A common misconception persists that since Florida is a no-fault state, drivers who are responsible for causing an accident (and any sustained injuries) cannot have a claim made against them; however, unlike other states that operate under an at-fault insurance system, Florida drivers must report to their insurance company to file a claim, regardless of fault.
It is important for Florida drivers to be aware that Personal Injury Protection does not cover the full extent of damages:
- 80% covers medical bills for injuries sustained in an accident
- 60% covers lost or reduced income
- 80% of medications prescribed
- Travel to and from any medical facility
Exceptions do exist to Florida’s no-fault statute that allows drivers to file a claim directly against another motorist who was responsible for causing the accident: the driver or passenger must have sustained a permanent injury that is directly related to the accident.
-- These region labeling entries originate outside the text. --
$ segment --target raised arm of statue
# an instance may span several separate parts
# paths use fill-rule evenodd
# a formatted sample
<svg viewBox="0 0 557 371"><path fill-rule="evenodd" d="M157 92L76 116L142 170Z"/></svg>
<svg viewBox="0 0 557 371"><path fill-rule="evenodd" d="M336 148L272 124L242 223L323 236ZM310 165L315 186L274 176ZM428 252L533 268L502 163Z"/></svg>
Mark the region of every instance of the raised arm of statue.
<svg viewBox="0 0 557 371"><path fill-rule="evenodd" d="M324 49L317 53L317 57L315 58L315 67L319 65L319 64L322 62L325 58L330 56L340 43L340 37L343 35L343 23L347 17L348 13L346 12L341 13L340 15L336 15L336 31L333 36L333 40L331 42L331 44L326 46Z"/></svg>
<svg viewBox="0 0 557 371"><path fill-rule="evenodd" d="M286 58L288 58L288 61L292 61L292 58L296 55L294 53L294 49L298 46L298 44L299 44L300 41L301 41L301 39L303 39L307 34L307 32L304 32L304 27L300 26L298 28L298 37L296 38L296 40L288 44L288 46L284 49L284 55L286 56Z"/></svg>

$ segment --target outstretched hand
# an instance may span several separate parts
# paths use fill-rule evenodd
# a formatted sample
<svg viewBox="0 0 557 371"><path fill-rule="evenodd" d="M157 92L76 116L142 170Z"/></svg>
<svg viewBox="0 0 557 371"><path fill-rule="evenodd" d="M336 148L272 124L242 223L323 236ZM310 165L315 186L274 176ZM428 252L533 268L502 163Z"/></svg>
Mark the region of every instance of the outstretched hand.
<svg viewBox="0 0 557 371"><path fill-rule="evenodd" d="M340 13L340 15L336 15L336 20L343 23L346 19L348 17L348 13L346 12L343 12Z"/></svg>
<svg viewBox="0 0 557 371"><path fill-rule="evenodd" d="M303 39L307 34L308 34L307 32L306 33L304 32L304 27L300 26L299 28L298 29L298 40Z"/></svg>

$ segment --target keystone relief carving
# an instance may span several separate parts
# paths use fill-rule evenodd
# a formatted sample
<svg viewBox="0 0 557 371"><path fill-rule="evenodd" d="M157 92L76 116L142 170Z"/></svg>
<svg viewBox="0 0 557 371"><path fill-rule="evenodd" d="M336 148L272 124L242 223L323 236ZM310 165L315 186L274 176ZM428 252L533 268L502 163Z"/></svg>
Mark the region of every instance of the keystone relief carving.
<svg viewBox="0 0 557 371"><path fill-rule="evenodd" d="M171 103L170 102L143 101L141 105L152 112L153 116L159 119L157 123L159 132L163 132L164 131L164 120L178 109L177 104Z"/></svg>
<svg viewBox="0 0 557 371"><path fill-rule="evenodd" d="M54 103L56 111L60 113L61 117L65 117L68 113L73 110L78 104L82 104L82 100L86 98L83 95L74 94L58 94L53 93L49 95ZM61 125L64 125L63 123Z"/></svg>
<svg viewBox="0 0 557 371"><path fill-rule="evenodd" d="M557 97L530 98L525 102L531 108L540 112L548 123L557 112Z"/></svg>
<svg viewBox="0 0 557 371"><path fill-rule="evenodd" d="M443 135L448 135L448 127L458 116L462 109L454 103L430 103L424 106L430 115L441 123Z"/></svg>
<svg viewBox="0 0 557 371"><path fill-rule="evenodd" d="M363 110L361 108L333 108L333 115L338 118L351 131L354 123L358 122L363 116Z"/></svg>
Florida law defines “permanent injury” as the significant loss of a primary bodily function, a permanent injury within a reasonable degree of medical probability, significant or permanent scarring and/or disfigurement, as well as death.
Car accident victims who sustained permanent injuries as outlined above are eligible to pursue a claim against an at-fault driver for a broad range of damages, including, but not limited to, medical bills and rehabilitation, reduced or lost income, and pain and suffering.
Another exception that would allow a driver to operate outside of the no-fault system is when medical bills, or reduced or lost income, exceeds the Personal Injury Protection amount of $10,000.